A Thompson spokesman dismissed the tale as “ridiculous” and said it didn’t warrant the attention of the campaign.
Still, it sounds to HOH like there might be a need for some “Law & Order” in the Thompson camp.
Better Know a Congress. Funnyman Stephen Colbert was at it again over the August recess, casting around for more victims, er, subjects, for the “Better Know a District” feature on his news-parody show “The Colbert Report,” in which he interviews House Members to wacky effect. According to one House aide contacted by Colbert’s producers, though, the anchor’s peeps might want to get to know Congress a bit first before making their pitch.
When the aide politely declined to make his boss available for an interview, the Colbert producer made a valiant effort to persuade him to change his mind. “We’re gonna get all 355 of you,” the producer countered. “Um,” the aide said. “I think you’re going to be about 80 short.”

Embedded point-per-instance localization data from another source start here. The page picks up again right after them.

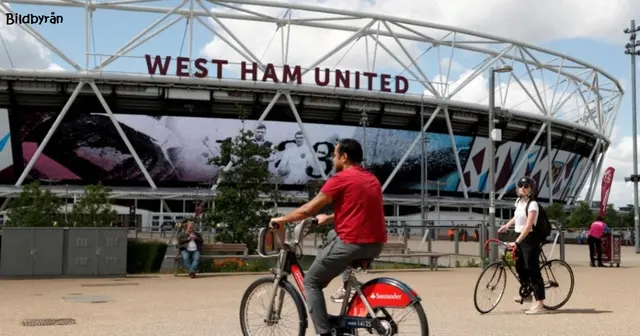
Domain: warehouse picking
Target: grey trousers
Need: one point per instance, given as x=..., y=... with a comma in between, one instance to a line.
x=332, y=260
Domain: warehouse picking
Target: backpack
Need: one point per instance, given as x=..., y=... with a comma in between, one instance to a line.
x=542, y=229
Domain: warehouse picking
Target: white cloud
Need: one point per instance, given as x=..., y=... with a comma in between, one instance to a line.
x=21, y=50
x=619, y=156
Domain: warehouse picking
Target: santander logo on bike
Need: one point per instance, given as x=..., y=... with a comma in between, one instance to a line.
x=393, y=296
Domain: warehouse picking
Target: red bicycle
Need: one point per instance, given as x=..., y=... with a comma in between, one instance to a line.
x=368, y=312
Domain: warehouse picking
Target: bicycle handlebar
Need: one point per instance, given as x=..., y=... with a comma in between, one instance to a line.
x=298, y=236
x=501, y=243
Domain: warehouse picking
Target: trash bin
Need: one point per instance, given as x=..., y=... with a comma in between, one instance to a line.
x=611, y=243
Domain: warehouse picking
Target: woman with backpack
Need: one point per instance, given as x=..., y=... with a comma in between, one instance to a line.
x=528, y=243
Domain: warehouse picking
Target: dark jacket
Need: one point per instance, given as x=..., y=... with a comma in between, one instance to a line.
x=183, y=241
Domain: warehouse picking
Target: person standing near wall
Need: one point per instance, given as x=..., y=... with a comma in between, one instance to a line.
x=594, y=239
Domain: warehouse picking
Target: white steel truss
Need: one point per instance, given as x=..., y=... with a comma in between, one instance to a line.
x=550, y=87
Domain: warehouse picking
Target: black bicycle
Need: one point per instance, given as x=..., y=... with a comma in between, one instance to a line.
x=369, y=312
x=496, y=275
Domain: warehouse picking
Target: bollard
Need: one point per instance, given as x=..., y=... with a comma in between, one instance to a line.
x=456, y=242
x=481, y=243
x=429, y=240
x=562, y=244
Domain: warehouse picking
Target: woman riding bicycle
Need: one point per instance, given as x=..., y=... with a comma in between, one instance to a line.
x=527, y=245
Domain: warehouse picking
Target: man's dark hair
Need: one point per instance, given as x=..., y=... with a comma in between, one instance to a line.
x=352, y=148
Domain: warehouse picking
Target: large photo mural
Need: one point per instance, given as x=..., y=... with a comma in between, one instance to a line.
x=6, y=154
x=566, y=168
x=176, y=151
x=87, y=149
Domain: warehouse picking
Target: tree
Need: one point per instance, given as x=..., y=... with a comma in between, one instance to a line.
x=581, y=215
x=33, y=207
x=94, y=208
x=237, y=211
x=556, y=212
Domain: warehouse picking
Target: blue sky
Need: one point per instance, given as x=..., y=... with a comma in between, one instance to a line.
x=586, y=29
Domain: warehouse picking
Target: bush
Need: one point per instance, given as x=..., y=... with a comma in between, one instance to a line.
x=145, y=256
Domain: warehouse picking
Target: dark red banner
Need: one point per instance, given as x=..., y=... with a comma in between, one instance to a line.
x=607, y=179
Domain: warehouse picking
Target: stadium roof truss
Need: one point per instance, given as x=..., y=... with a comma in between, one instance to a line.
x=401, y=42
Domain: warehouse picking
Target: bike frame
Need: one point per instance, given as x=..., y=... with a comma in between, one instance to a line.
x=504, y=262
x=352, y=315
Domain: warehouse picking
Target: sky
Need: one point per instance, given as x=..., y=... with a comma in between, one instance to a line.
x=589, y=30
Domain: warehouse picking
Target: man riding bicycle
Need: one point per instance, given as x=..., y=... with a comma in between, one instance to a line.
x=359, y=220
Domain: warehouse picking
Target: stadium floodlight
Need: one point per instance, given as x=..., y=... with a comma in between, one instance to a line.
x=630, y=49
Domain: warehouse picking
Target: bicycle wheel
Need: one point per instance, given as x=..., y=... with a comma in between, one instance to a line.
x=496, y=275
x=553, y=281
x=395, y=321
x=260, y=290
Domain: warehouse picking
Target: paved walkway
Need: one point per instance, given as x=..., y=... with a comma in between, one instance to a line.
x=604, y=302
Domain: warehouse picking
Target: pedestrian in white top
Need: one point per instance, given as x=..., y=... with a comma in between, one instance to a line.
x=527, y=245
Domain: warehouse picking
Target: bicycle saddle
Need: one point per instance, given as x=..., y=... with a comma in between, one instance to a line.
x=361, y=263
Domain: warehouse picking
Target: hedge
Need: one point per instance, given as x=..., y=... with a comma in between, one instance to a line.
x=145, y=256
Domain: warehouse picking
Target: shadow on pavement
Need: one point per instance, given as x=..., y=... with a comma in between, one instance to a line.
x=579, y=311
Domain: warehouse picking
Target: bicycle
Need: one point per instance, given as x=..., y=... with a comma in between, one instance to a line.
x=499, y=274
x=360, y=313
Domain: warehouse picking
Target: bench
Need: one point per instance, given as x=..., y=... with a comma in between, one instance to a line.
x=400, y=250
x=214, y=251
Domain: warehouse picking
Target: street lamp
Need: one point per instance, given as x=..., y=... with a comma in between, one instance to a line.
x=493, y=232
x=630, y=49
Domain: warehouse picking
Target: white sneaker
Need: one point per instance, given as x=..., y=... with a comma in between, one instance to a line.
x=535, y=309
x=518, y=298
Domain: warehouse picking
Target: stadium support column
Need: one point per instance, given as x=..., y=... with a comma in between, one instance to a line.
x=123, y=136
x=411, y=147
x=49, y=134
x=423, y=172
x=364, y=121
x=635, y=178
x=493, y=256
x=455, y=153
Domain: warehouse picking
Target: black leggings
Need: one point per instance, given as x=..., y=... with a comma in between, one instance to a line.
x=595, y=244
x=528, y=265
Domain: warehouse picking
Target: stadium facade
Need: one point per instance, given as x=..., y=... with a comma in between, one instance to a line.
x=149, y=132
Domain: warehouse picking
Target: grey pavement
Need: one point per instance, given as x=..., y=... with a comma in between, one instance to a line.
x=604, y=302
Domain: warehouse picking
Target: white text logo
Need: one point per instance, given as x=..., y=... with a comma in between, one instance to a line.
x=386, y=296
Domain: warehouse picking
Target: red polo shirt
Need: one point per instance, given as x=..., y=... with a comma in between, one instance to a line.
x=358, y=206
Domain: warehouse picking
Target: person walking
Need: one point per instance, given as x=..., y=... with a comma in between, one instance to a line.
x=594, y=239
x=527, y=243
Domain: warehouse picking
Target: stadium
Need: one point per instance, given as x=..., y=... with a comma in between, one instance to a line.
x=145, y=121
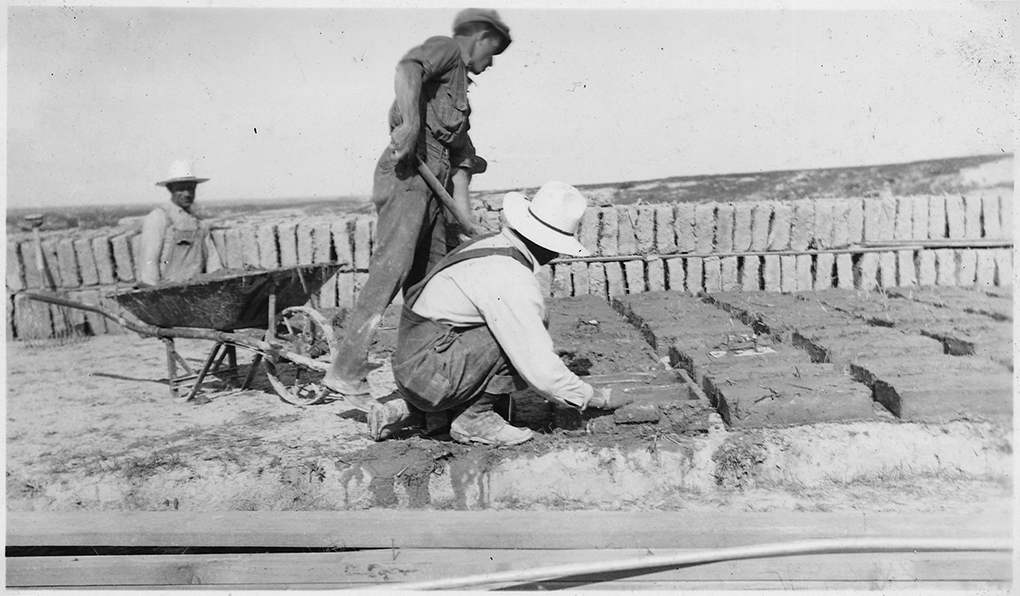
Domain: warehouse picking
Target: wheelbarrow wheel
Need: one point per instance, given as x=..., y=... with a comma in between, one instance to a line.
x=305, y=333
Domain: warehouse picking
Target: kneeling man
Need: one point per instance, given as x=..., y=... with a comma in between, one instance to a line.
x=475, y=328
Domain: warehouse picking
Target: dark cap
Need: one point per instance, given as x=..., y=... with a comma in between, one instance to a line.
x=485, y=15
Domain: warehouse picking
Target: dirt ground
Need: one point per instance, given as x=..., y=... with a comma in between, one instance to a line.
x=91, y=426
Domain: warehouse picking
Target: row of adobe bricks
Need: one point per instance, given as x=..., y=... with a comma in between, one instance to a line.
x=837, y=355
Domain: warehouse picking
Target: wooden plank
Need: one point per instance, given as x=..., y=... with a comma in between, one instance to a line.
x=597, y=280
x=947, y=266
x=778, y=235
x=705, y=228
x=855, y=220
x=33, y=277
x=869, y=270
x=845, y=271
x=972, y=215
x=633, y=272
x=937, y=225
x=805, y=272
x=614, y=280
x=342, y=239
x=645, y=229
x=919, y=211
x=750, y=274
x=103, y=255
x=824, y=265
x=695, y=275
x=990, y=218
x=724, y=228
x=578, y=279
x=907, y=269
x=674, y=275
x=887, y=268
x=67, y=262
x=803, y=225
x=1004, y=267
x=588, y=234
x=322, y=251
x=985, y=267
x=713, y=274
x=249, y=246
x=268, y=252
x=886, y=224
x=655, y=271
x=562, y=285
x=626, y=240
x=306, y=248
x=729, y=279
x=665, y=235
x=743, y=217
x=287, y=240
x=683, y=226
x=926, y=272
x=51, y=259
x=1006, y=213
x=609, y=232
x=234, y=257
x=393, y=566
x=123, y=264
x=761, y=214
x=823, y=222
x=772, y=275
x=15, y=268
x=955, y=215
x=840, y=224
x=872, y=219
x=967, y=267
x=904, y=227
x=86, y=261
x=487, y=529
x=787, y=274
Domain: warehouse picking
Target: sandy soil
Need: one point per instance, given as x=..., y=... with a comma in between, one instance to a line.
x=91, y=426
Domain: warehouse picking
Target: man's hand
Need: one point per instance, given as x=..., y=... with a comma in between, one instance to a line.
x=606, y=398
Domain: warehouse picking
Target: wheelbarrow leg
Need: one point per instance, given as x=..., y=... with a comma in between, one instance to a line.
x=251, y=371
x=204, y=371
x=171, y=366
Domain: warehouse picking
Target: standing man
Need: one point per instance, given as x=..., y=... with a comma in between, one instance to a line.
x=474, y=329
x=175, y=244
x=428, y=123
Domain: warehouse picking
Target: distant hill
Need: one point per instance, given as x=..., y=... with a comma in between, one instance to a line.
x=933, y=177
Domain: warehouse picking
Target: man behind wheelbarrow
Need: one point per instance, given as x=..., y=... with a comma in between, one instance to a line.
x=475, y=328
x=428, y=123
x=175, y=244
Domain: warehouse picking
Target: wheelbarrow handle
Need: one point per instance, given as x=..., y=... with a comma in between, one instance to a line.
x=61, y=301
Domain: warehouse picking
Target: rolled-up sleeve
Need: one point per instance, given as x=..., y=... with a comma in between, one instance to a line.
x=514, y=311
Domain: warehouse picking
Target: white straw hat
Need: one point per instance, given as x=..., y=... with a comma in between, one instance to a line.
x=181, y=170
x=551, y=218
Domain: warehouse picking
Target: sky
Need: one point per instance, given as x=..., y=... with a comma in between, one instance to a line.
x=285, y=102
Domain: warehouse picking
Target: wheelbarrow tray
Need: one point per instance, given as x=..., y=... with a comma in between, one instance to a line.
x=226, y=300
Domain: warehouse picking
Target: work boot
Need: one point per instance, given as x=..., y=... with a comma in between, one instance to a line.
x=478, y=424
x=386, y=419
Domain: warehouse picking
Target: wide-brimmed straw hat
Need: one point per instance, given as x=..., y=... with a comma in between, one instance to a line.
x=485, y=15
x=181, y=170
x=551, y=218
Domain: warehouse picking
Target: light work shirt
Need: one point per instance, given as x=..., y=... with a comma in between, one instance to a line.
x=501, y=293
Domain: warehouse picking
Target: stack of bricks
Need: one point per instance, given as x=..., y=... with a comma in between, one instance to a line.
x=684, y=247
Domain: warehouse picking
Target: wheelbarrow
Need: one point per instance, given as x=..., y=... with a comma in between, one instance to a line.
x=258, y=310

Tour de Scandal. A tour of Minneapolis for politically savvy folks just wouldn’t be complete without a stop at the now-infamous airport bathroom where Sen. Larry Craig (R-Idaho) was arrested in a gay-sex sting. Lobbyists were chuckling over an e-mail last week inviting them to a “preview tour” of the site of the Republican National Convention with Sen. Norm Coleman (R-Minn.). The fundraiser invite makes no mention of whether Coleman would include the scene of Craig’s crime on his sightseeing route, but we’re guessing that’s one Minneapolis tourist attraction Coleman’s none too eager to promote.